Ausgabe November 2000

In bester Verfassung

Zur Verabschiedung der europäischen Grundrechte-Charta

Das Problem hat eine Vorgeschichte. Am 29. Mai 1974 fällte das Bundesverfassungsgericht ein vielbeachtetes Urteil: Rechtsakte der EG seien am Maßstab der Grundrechte des Grundgesetzes zu überprüfen, "solange" kein gleichwertiger geschriebener Katalog auf europäischer Ebene existiere. 1) Diese Position effektiv umzusetzen, hätte die Gemeinschaft in schwere Gefahren gebracht, da sie die Einheitlichkeit des EG-Rechts und damit die Basis des Gemeinsamen Marktes erschüttert, möglicherweise sogar zerstört hätte.

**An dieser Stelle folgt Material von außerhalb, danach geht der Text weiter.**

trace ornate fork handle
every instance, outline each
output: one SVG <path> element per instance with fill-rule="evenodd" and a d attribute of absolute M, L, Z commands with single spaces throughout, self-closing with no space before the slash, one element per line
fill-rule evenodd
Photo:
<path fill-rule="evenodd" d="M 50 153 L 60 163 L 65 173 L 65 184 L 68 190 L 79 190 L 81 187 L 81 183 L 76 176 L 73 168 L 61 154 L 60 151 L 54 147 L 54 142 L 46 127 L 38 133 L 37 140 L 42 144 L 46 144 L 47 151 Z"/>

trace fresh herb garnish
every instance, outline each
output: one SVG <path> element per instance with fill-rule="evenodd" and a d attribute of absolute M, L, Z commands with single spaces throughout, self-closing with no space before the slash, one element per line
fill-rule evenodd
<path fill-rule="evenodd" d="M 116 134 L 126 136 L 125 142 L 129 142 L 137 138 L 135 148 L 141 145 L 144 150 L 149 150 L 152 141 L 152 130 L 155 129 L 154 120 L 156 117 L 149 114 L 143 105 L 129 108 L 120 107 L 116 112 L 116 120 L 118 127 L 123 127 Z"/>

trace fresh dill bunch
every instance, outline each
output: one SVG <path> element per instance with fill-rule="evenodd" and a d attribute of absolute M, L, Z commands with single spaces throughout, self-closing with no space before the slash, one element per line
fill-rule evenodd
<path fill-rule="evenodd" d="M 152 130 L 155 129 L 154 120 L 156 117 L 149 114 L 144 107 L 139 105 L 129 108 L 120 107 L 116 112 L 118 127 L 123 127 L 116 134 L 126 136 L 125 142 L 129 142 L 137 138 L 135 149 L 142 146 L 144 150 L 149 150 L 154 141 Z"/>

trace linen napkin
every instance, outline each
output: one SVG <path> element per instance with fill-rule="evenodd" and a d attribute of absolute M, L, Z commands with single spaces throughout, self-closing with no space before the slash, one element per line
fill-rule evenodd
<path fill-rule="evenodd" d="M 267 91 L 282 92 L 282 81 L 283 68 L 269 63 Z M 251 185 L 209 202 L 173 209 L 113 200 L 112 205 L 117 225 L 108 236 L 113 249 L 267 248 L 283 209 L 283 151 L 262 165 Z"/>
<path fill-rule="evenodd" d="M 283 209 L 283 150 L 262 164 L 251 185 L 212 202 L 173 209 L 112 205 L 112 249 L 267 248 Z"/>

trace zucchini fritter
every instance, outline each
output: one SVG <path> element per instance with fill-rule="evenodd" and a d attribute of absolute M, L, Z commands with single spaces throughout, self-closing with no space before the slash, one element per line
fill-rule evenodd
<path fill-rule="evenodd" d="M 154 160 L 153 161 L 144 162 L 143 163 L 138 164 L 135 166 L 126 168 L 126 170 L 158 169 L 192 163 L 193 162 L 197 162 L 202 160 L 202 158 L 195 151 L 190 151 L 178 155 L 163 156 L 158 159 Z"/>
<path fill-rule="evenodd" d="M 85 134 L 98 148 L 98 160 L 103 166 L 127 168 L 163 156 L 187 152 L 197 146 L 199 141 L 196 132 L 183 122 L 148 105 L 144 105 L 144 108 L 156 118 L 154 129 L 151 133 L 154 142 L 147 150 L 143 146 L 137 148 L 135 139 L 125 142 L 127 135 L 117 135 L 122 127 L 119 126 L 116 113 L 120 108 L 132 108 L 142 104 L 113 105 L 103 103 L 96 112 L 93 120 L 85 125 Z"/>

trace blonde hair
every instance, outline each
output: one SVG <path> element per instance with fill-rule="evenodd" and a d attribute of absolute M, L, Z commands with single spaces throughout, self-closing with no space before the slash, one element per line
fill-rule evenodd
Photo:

Dazu kam es freilich nicht. Am 5. April 1977 veröffentlichten das Europäische Parlament, der Rat und die Kommission eine "gemeinsame Erklärung", in der sie sich nachhaltig zum Schutz der Grundrechte bekannten, "die u.a. in den Verfassungen der Mitgliedstaaten und der Europäischen Konvention zum Schutz der Menschenrechte und Grundfreiheiten definiert sind". 2)

Der Europäische Gerichtshof (EuGH) betonte in zahlreichen Entscheidungen, daß die Gemeinschaftsorgane Grundrechte zu beachten hätten. Inhaltlich stützte er sich dabei zunächst auf die "gemeinsamen Verfassungüberlieferungen" der Mitgliedstaaen 3), später auch auf die von den Mitgliedstaaten unterzeichneten völkerrechtlichen Verträge über den Schutz der Menschenrechte.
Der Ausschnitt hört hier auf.